The second announcement – unheard

It was at this point – just before the second attempt at landing – that another announcement was made, say passengers. However, no one could actually hear what was being said. 

“I think there was a signal problem,” says 21-year-old Hadiya. “I couldn’t hear it. I could only hear “Calicut..” This was sometime before the landing.”

“There was no announcement about the weather either... They may have said something, but the signal was cut and we couldn't hear anything,” Hadiya adds. 

All passengers who TNM spoke to confirmed that the second announcement was unclear.
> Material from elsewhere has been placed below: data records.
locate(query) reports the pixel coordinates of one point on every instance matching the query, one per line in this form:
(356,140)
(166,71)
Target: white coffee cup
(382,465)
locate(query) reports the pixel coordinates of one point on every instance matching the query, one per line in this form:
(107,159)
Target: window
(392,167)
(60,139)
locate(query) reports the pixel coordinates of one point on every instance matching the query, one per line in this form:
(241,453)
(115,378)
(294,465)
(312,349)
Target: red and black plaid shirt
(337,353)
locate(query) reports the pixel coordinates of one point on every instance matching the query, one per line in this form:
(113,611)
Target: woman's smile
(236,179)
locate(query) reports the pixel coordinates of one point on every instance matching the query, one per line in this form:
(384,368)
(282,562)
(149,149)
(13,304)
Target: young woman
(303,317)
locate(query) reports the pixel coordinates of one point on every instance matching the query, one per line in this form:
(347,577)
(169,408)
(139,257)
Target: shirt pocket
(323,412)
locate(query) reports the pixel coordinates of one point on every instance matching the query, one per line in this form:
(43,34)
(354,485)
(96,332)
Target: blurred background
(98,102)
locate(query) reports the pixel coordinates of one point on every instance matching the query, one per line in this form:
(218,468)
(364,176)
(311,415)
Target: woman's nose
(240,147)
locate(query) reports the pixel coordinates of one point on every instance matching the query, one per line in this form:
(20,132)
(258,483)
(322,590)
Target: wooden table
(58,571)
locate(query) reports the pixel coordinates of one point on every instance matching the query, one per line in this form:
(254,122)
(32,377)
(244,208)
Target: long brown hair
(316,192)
On reports that many people had taken off their seatbelts too soon, Sajeevkumar says, “We were all wearing seat belts and nobody was seen standing after touching the ground.”
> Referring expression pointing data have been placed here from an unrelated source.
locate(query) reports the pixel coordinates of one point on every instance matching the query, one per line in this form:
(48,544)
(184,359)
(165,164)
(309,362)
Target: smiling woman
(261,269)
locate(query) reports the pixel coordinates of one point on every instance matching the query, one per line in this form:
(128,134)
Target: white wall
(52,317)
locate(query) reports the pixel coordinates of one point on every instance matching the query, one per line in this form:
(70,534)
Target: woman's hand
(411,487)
“The lights in the cabin were dimmed,” says 39-year-old Ratheesh, “Only the emergency lights were on. Nobody who sat near me took out their seat belt.”

And then, the plane crashed. 

Moments after the crash

Hadiya realised there was a crash after she saw a fire in front of her. 

“A small child fell on top of me,” Ratheesh recalls, “But other than that, noone near me was thrown off. We heard the sound and then removed our seatbelts.”

“I had my seat belts on, so I was not thrown off, but I hit myself on the front seat,” says Shafaf. “But in the seats in front of me, baggage had fallen on people’s heads. The lights went out completely when we crashed, and some people around me were injured. I got small injuries on my knee,” he says. 

Shahad, too, recalls that all the lights went off when the flight crashed. It was dark. On the other side of the aisle, another passenger had a working mobile phone. Shahad used the flashlight on her phone to look for other members of her family. 

“There was a man in a PPE suit lying lifeless in the aisle before us. I was leaning completely forward. My seat had bent 180 degrees and my legs were trapped. My son’s seat next to mine had fallen backward. I could only see his legs,” she says.

“I could see the flight moving forwards and crashing on a wall. I thought actually we were moving, but in fact, the flight had broken off into two and only the front portion moved off and crashed onto the wall,” Youjin recalls.

“I came out through a small opening that was formed in the ceiling, and stood on top of the flight for about 20 minutes,” Youjin says, “I could see people rescuing passengers in the front and middle portion. Only after I waved, some CRPF personnel noticed us and came to this side.”